Tabel 1. Daftar Nilai Ujian Matakuliah Statistik
Sangatlah sulit untuk menarik suatu kesimpulan dari daftar data
tersebut. Secara sepintas, kita belum bisa menentukan berapa nilai ujian
terkecil atau terbesar. Demikian pula, kita belum bisa mengetahui
dengan tepat, berapa nilai ujian yang paling banyak atau berapa banyak
mahasiswa yang mendapatkan nilai tertentu. Dengan demikian, kita harus
mengolah data tersebut terlebih dulu agar dapat memberikan gambaran atau
keterangan yang lebih baik.
Bandingkan dengan tabel yang sudah disusun dalam bentuk daftar frekuensi (Tabel 2a dan Tabel 2b). Tabel 2a merupakan daftar frekuensi dari data tunggal dan Tabel 2b merupakan daftar frekuensi yang disusun dari data yang sudah di kelompokkan pada kelas yang sesuai dengan selangnya. Kita bisa memperoleh beberapa informasi atau karakteristik dari data nilai ujian mahasiswa.
Tabel 2a.
Pada Tabel 2a, kita bisa mengetahui bahwa ada 80 mahasiswa yang
mengikuti ujian, nilai ujian terkecil adalah 35 dan tertinggi adalah 99.
Nilai 70 merupakan nilai yang paling banyak diperoleh oleh mahasiswa,
yaitu ada 4 orang, atau kita juga bisa mengatakan ada 4 mahasiswa yang
memperoleh nilai 70, tidak ada satu pun mahasiswa yang mendapatkan nilai
36, atau hanya satu orang mahasiswa yang mendapatkan nilai 35.
Tabel 2b.
Tabel 2b merupakan daftar frekuensi dari data yang sudah
dikelompokkan. Daftar ini merupakan daftar frekuensi yang sering
digunakan. Kita sering kali mengelompokkan data contoh ke dalam
selang-selang tertentu agar memperoleh gambaran yang lebih baik mengenai
karakteristik dari data. Dari daftar tersebut, kita bisa mengetahui
bahwa mahasiswa yang mengikuti ujian ada 80, selang kelas nilai yang
paling banyak diperoleh oleh mahasiswa adalah sekitar 71 sampai 80,
yaitu ada 24 orang, dan seterusnya. Hanya saja perlu diingat bahwa
dengan cara ini kita bisa kehilangan identitas dari data aslinya.

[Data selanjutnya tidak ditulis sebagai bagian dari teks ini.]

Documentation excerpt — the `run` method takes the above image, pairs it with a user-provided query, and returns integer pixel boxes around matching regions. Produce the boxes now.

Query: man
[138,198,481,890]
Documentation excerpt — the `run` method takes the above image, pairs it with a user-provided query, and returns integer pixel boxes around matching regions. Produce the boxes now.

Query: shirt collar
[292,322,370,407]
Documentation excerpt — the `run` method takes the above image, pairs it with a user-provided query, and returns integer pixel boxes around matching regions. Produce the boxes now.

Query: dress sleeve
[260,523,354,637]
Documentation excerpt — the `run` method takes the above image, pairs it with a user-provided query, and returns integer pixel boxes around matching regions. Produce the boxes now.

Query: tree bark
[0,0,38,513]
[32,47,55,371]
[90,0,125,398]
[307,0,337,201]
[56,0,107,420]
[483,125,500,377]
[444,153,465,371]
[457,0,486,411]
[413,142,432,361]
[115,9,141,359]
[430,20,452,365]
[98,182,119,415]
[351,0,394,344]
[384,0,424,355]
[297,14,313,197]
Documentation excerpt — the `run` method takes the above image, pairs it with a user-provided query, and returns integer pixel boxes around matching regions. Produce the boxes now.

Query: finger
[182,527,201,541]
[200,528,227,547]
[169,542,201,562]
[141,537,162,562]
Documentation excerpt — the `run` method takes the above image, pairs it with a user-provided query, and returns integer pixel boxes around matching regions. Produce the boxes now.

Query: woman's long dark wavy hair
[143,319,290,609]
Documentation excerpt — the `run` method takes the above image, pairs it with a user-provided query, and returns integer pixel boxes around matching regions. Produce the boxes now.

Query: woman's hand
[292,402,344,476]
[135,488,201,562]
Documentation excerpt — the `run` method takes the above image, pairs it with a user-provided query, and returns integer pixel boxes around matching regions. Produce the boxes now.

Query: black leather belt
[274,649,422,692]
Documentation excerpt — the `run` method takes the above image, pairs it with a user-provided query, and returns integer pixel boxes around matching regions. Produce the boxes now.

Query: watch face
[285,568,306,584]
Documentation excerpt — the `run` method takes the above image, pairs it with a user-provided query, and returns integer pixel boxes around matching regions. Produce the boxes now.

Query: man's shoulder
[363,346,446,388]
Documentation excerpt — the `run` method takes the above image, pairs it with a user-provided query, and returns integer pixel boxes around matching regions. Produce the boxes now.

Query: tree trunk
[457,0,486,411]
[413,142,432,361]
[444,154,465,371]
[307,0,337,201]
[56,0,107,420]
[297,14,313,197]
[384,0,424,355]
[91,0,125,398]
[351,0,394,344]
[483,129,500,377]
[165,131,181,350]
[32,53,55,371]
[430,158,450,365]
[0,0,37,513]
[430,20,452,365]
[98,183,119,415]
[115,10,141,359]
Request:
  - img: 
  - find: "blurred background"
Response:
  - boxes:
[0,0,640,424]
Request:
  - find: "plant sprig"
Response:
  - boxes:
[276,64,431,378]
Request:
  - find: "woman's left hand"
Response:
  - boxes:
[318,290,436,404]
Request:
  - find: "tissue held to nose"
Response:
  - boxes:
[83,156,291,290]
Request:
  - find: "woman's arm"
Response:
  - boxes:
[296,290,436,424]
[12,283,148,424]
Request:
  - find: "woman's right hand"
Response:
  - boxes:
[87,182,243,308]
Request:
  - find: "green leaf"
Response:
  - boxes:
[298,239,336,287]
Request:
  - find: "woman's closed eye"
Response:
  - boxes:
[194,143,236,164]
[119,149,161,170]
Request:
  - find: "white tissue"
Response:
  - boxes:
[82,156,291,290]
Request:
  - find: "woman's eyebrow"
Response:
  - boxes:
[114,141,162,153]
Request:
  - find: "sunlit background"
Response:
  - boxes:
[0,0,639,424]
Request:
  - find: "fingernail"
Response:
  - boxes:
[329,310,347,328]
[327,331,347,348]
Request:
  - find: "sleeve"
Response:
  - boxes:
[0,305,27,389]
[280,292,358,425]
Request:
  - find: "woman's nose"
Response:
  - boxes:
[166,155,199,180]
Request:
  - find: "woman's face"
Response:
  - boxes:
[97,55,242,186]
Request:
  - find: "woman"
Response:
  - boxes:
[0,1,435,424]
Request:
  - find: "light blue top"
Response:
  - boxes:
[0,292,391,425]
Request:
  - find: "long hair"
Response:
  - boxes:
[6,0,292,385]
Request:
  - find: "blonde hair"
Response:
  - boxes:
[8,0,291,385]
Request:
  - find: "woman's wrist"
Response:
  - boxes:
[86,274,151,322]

Sebagai contoh, kita bisa mengetahui bahwa ada 2 orang yang mendapatkan
nilai antara 31 sampai 40. Meskipun demikian, kita tidak akan tahu
dengan persis, berapa nilai sebenarnya dari 2 orang mahasiswa tersebut,
apakah 31 apakah 32 atau 36 dst.
Ada beberapa istilah yang harus dipahami terlebih dahulu dalam menyusun daftar frekuensi.
Tabel 3.
Range : Selisih antara nilai tertinggi dan terendah. Pada contoh ujian di atas, Range = 99 – 35 = 64
Batas bawah kelas: Nilai terkecil yang berada pada setiap kelas. (Contoh: Pada Tabel 3 di atas, batas bawah kelasnya adalah 31, 41, 51, 61, …, 91)
Batas atas kelas: Nilai terbesar yang berada pada setiap kelas. (Contoh: Pada Tabel 3 di atas, batas bawah kelasnya adalah 40, 50, 60, …, 100)
Batas kelas (Class boundary): Nilai yang digunakan untuk memisahkan antar kelas, tapi tanpa adanya jarak antara batas atas kelas dengan batas bawah kelas berikutnya. Contoh: Pada kelas ke-1, batas kelas terkecilnya yaitu 30.5 dan terbesar 40.5. Pada kelas ke-2, batas kelasnya yaitu 40.5 dan 50.5. Nilai pada batas atas kelas ke-1 (40.5) sama dengan dan merupakan nilai batas bawah bagi kelas ke-2 (40.5). Batas kelas selalu dinyatakan dengan jumlah digit satu desimal lebih banyak daripada data pengamatan asalnya. Hal ini dilakukan untuk menjamin tidak ada nilai pengamatan yang jatuh tepat pada batas kelasnya, sehingga menghindarkan keraguan pada kelas mana data tersebut harus ditempatkan. Contoh: bila batas kelas di buat seperti ini:
Kelas ke-1 : 30 – 40
Kelas ke-2 : 40 – 50
:
dst.
Apabila ada nilai ujian dengan angka 40, apakah harus ditempatkan pada kelas-1 ataukah kelas ke-2?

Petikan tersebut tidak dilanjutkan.